- The Washington Times - Thursday, October 15, 2009

LOS ANGELES | The Los Angeles Dodgers have been here before, facing the Philadelphia Phillies in the National League Championship Series. Shoot, it has been only 12 months since these same two teams found themselves in this very position, staring each other down for a spot in the Fall Classic.

The Phillies dominated that series from the get-go. They won Games 1 and 2 at Citizens Bank Park and then finished off the Dodgers in Chavez Ravine during a pennant-clinching run that catapulted them all the way to a World Series title.

So as these two NL titans gathered Wednesday amid a rare October Southern California rainstorm and prepared for an even-rarer league championship series rematch, it was appropriate to wonder how much really has changed in the last year. What makes the Dodgers believe the result will be any different this time around?

In a word: experience.

“I think the rest of the guys, last year they grew up a lot,” slugger Manny Ramirez said of his Dodgers teammates. “They got a lot of experience for all the things we went through last year. I think the guys, they’re more ready this time.”

The experience factor, more than anything, seems to leave the Dodgers feeling better about their chances this October. Young players who were perhaps a bit overwhelmed in 2008 - Andre Ethier, Matt Kemp, Clayton Kershaw - are less spooked by the bright lights in 2009. Veterans who have performed in the playoffs before - Ronnie Belliard, Jim Thome - were added to the roster.

“I think experience, mainly, is the big difference,” manager Joe Torre said.

Make no mistake, this is a different Los Angeles club from the one that watched the Phillies clinch the pennant on its turf last fall. That version boasted one of the most feared offensive forces in the game in Ramirez but not much of a supporting cast around him.

As Manny went, so went the Dodgers. Not so much anymore.

“Last year, it was, ‘Oh, if Manny doesn’t hit, we’re not going to win.’ We don’t believe that now,” third base coach Larry Bowa said. “We just believe we’ve got a lineup where somebody can contribute different every day. It’s not like we’re leaning on one guy.”

Proof of that: During the Dodgers’ three-game division series sweep of the St. Louis Cardinals, Ramirez had pedestrian numbers by his lofty standards (four hits, two RBI). The bigger blows came from Ethier (6-for-12, two homers) and Rafael Furcal (6-for-12, two RBI).

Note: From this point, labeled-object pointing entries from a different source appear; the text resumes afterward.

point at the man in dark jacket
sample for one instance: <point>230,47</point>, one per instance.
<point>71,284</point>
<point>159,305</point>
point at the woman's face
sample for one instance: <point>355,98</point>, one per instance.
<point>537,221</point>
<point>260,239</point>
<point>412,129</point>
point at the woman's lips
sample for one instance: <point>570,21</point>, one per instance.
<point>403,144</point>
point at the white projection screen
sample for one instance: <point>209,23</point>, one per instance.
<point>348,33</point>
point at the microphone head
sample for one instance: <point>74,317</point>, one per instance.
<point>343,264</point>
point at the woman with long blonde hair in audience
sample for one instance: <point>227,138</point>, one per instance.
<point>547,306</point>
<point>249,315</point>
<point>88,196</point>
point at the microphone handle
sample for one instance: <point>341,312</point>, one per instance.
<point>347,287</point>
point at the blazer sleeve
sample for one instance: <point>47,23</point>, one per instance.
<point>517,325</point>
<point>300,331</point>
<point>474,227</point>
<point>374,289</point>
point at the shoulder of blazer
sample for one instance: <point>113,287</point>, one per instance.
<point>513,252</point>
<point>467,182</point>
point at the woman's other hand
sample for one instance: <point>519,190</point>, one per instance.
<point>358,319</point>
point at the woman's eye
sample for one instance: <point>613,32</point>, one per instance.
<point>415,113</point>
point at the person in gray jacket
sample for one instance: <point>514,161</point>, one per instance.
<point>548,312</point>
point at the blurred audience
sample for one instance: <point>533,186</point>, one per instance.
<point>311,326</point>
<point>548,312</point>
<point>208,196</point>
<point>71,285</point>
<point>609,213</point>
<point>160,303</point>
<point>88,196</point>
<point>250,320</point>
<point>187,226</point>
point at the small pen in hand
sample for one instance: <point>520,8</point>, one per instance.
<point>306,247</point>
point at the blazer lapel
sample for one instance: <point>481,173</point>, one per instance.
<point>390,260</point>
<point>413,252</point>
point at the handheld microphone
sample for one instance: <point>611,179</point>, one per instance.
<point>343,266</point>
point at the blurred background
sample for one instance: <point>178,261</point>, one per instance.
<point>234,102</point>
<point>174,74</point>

Even Los Angeles’ supposed weak link - a starting rotation lacking a dominant ace - is better-positioned to help its team’s cause this time around. Veterans Vicente Padilla and Randy Wolf were brought in to bolster a staff that relied too much on young arms. Their presence, in turn, took pressure off those young arms, allowing 21-year-old lefty Clayton Kershaw to post a 1.77 ERA and a .188 opponents batting average in his final 19 games.

“I think I’ve grown up a lot since last year,” said Kershaw, who will get the ball for Game 1 on Thursday against Philadelphia ace Cole Hamels.

“He’s just mature beyond his years,” third baseman Casey Blake said of Kershaw. “He doesn’t really act like a 21-year-old. He acts like he’s been here for years. That’s the kind of guy you want taking the ball for you.”

Not that the Dodgers’ added experience is enough alone to turn the tables on a Phillies squad that bears plenty of resemblance to last year’s championship roster. This remains a supremely confident bunch, one that has embraced the challenge of repeating as World Series champs, something that hasn’t been done since the New York Yankees of 1998-2000.

“Believe me, we came back here to win,” manager Charlie Manuel said. “I have more determination, probably, than I had last year. That’s how much I want it, and I think I know how much our players want it.”

Besides, if the Phillies show even a hint of complacency, they are quickly reprimanded by one of the most demanding fan bases in America.

“Philadelphia, it’s a tough place to play,” shortstop Jimmy Rollins said. “The fans don’t get satisfied. They don’t let you become content with having a good season and just being world champions one time. They want it again. They want it from every team every single year.”